With the USCIS Investor Program Office currently having little to do but work on Form I-829, I’m trying to find out whether they are, indeed, working on I-829, and more about the I-829 inventory. If you have a Form I-829 pending, or recently approved or denied, could you share a couple details about your case status and experience? I have set up a quick Google Form. (Or if you’d like to share info outside the form, just email me at, or Telegram to 626.660.4030.) Thanks!

About Suzanne (
Suzanne Lazicki is a business plan writer, EB-5 expert, and founder of Lucid Professional Writing. Contact me at (626) 660-4030.

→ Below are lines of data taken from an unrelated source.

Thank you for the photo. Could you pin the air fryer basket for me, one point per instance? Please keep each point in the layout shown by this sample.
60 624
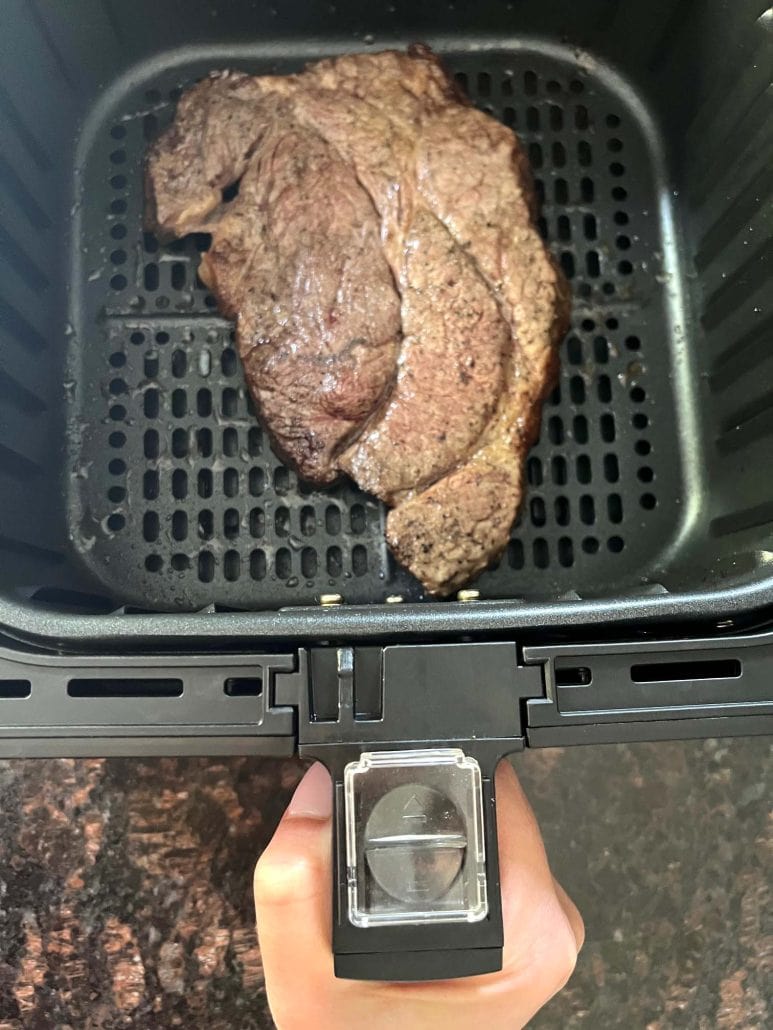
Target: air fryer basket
133 472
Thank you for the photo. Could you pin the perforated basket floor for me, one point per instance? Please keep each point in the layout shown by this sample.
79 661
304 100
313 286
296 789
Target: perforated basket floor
175 500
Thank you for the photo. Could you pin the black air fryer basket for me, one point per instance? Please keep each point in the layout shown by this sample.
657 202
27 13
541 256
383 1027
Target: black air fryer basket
168 586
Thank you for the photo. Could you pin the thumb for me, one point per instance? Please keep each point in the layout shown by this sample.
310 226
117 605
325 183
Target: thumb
293 896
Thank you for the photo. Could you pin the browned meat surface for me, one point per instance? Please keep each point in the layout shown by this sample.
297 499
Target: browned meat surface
296 260
397 311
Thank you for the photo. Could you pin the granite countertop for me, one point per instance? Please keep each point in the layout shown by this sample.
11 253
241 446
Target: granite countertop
125 887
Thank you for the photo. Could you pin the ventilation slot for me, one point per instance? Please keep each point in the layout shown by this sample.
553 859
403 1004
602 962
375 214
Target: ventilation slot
10 689
125 688
669 672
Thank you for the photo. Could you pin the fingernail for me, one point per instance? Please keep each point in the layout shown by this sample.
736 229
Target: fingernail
313 796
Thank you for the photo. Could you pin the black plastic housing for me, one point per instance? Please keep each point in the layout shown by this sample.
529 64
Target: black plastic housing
133 477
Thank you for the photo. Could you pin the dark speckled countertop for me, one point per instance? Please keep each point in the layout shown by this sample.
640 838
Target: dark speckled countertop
125 887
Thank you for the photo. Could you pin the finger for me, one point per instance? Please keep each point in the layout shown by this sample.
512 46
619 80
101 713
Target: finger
293 902
540 948
572 914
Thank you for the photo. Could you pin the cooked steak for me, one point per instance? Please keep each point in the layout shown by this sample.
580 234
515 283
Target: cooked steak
296 260
397 312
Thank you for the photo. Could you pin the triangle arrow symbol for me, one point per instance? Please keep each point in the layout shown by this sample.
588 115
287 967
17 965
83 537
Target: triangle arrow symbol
412 810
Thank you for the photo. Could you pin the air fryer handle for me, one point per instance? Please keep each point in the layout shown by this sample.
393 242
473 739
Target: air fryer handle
415 890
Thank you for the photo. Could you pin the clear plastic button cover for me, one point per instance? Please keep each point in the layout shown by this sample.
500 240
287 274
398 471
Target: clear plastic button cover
414 838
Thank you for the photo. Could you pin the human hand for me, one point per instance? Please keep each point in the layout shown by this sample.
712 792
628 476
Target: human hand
543 931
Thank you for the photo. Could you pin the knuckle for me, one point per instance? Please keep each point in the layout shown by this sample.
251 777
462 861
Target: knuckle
564 953
286 882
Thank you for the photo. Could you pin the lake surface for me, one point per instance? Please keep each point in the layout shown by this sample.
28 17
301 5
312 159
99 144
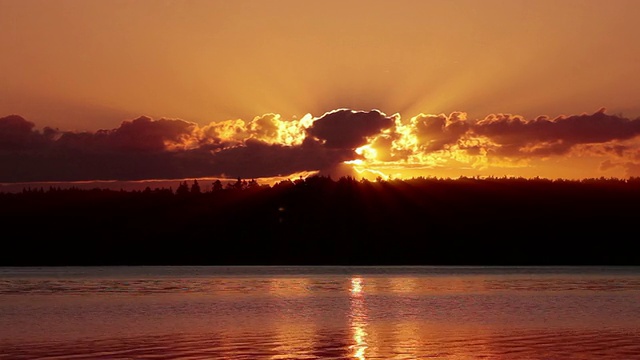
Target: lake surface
256 313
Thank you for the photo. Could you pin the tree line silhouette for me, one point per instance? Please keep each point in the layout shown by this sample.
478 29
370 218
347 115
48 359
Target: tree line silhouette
322 221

6 Responses to Visa Processing and I-829 investigation

  1. Lui says:

    Congrats and thank you very much for your initiative.

  2. waitingi485 says:

    Do R5 and I5 applicants same as EB5 RC applicants?
    If so, My RFE documents were received on 12th July but there has been no update yet on my case.

  3. Peter says:

    It would be more interesting to get infos from investors since how many months they are waiting to get adjudicated of their I-526. Just to make it clear that the advertised 14 months are not the reality. Also great to have it for the congressmen. Hope it can be collected without a Google Form, not transparent enough.

    • Charlie says:

      Peter, you may download a free app called “CASE TRACKER FOR USCIS” @Apple Store. You can then search up to 500 cases after adding your receipt number. Once you have the results you can then filter them by process type i.e I-526, I-829, etc. You can also see a graph indicating approvals, denials, RFEs by process type. This first step will give you evidence if your own petition is behind compared to others who have filed for I-526 around the same date you have.
      You may also decide to further research by adding a receipt number from, let’s say 24 months prior to your receipt date, and see what the system shows you. Please note that the first three letters of a receipt number indicates the USCIS service center which is processing the petition. The next two digits represent the fiscal year in which USCIS received the petition. The next three digits represent the computer workday on which the receipt was processed and the fee was taken. Finally, the last five digits are used to identify uniquely the petition filed. My observation has been that these are sequential numbers which are issued as cases are being processed at the intake facility. Cases filed together are often given sequential (or close to sequential) numbers for the last five digits (and overall).
      Hope it helps!

  4. Lui says:

    Hey Suzanne, just wondering if you have some update to share regarding “I-829 investigation”. Thank you very much.

  5. Charlie says:

    Starting Sept. 4, 2021, USCIS is extending the time that receipt notices can be used to show evidence of status from 18 months to 24 months for petitioners who properly file Form I-829, Petition by Investor to Remove Conditions on Permanent Resident Status. They are making the change from 18 to 24 months to accommodate current processing times for Form I-829, which have increased over the past year.
    Conditional permanent residents who properly file Form I-829 will receive a receipt notice that can be presented with their Form I-551, Permanent Resident Card (also known as a Green Card), as evidence of continued status for up to 24 months past the expiration date on their Green Card, while their case remains pending with USCIS.
    Additionally, USCIS will issue new receipt notices to eligible conditional permanent residents who properly filed their Form I-751 or Form I-829 before Sept. 4 and whose cases are still pending. Those receipt notices will also serve as evidence of continued status for 24 months past the expiration date on their Green Card.
    It is good to see common sense prevailing and this small step will significantly improve many lives. That said, the ideal extension should have been at least 36 months (current minimum processing time) as many conditional green card holders will continue to be in nowhere’s land, with no evidence of lawful status.
    Hope they can revisit the subject soon.